陛下もヒースも私も何も話さず食事を終えた。
「お茶はいかが致しますか?」
「今日は、チョコレートを持って来た」
「ローズが好きでしたね。濃い紅茶にしましょう」
ティーカップの湯気を見ながら少しまえの記憶を振り返った。
筆頭魔術師に就任してからも吸入薬の複製は上手くいかなかった。
そのことに対してローズは何も言わなかった。
ローズは、2月の終わりに風邪を引き、それをきっかけに何らかの病気を併発した。嫌な熱と紅斑が出はじめ、ローズの容態は芳しくなかった。

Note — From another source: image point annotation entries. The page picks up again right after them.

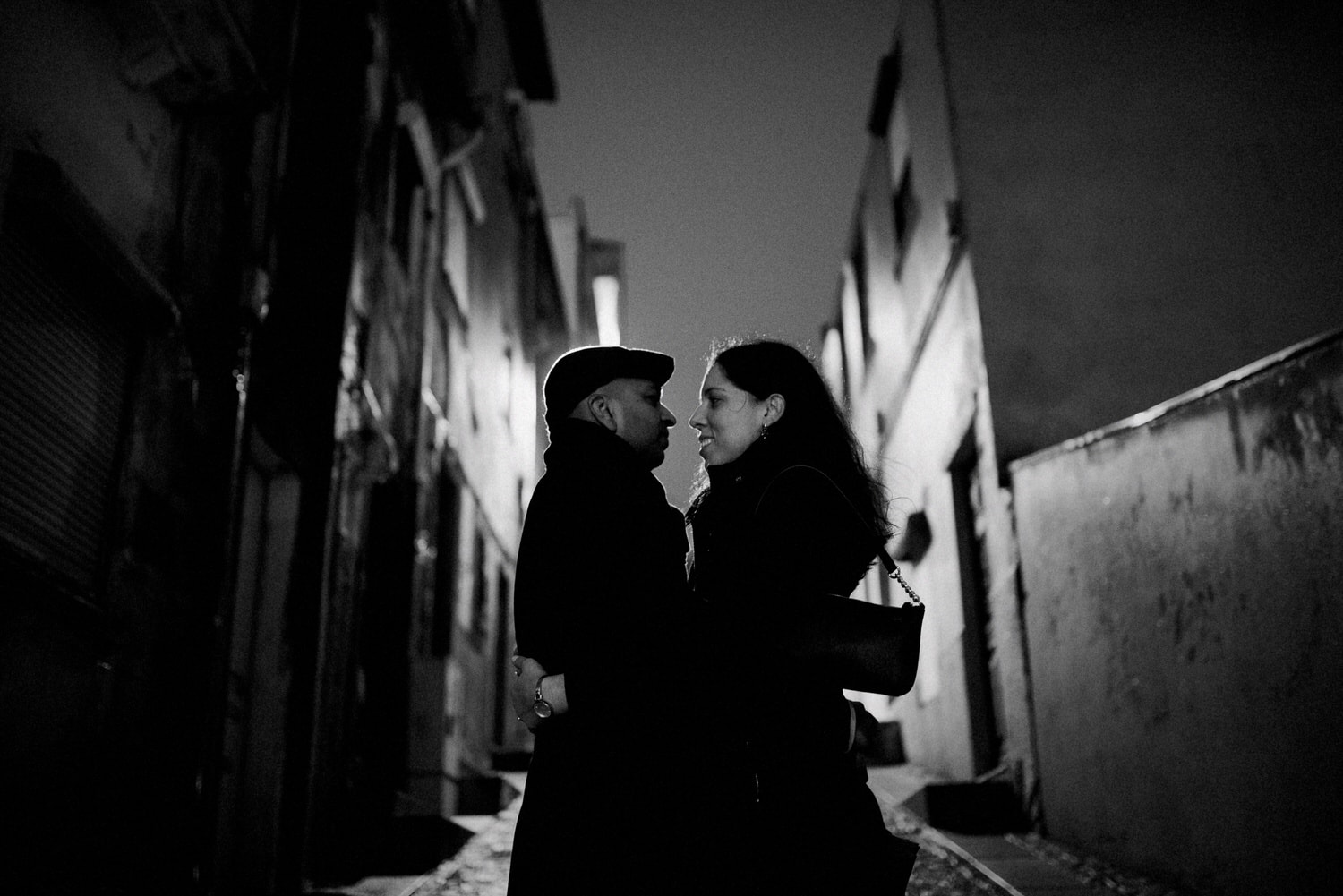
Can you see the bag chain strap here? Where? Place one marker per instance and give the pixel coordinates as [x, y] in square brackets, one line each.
[892, 570]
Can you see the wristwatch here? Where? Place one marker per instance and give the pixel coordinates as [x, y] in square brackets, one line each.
[540, 705]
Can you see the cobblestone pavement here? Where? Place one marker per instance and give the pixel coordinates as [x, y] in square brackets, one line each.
[481, 866]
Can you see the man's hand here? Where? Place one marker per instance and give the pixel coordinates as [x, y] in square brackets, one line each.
[526, 672]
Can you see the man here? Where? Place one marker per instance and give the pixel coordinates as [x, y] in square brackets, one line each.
[620, 796]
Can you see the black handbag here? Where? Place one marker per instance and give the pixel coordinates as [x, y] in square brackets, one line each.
[860, 645]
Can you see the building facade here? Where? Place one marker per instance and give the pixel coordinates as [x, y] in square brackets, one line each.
[1069, 214]
[277, 297]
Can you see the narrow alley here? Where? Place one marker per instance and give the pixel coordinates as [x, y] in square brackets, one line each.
[948, 864]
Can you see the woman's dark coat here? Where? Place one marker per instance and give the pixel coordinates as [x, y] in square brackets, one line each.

そんな時……刀剣様の導きで、私はローズに結婚を申し込み、ローズから承諾の返事を得た。
その後、ローズは高熱にうなされ、一時は危なかった。
ローズが「頭が北極」と言った日を境にローズはみるみる回復した。
春にはいつもの凛としたローズに戻った。
4月にエティエンヌ公爵邸の家具を二人で探そうとローズが言い出した。
カーテンはすぐに決まった。ラグマットとソファーを2カ月かけて探し、王都中の家具店を巡りやっと見つけた。見つけた時は、二人で手を取り合って喜んだ。
それから、ソファーに合うサイドテーブルを買った。
ティーセットは、以前私がローズ用に作らせたものが良いとのことで、食器・カトラリーが揃った。紅茶の葉も二人でブレンドした。
週に1〜2回、エティエンヌ公爵邸でお茶を楽しんだ。
次にローズは、読書用の椅子とクッションと間接照明が欲しいと言い出した。私の読書用の椅子も探した。ローズと同じものにしようとすると「体格が違います、ちゃんと身体にあったものを探しましょう」と怒られた。
ローズは一点ずつ買って使って、部屋との相性を確認し納得し、次に必要なものを探し始める。ローズの堅実性と妥協しない粘り強さに驚いた。
ゴロゴロ用のラグマット、大きい花瓶、軽食用のダイニングセット、書類机、姿見、コンソール……欲しいものリストも増えていった。まだ全て揃っていない。
私と一緒に街を巡る事をローズは楽しんでくれた。
街を歩き、買い物を楽しみ、ローズと過ごす時間に私は酔いしれた。
王立劇場再建記念式典のレセプションパーティーでのローズは美しかった。
誰よりも大きな喝采をうけて、優雅に微笑む姿が今も浮かぶ。
ローズは劇場襲撃事件の夢をみて時々うなされていたが、それを微塵も感じさせない振る舞いだった。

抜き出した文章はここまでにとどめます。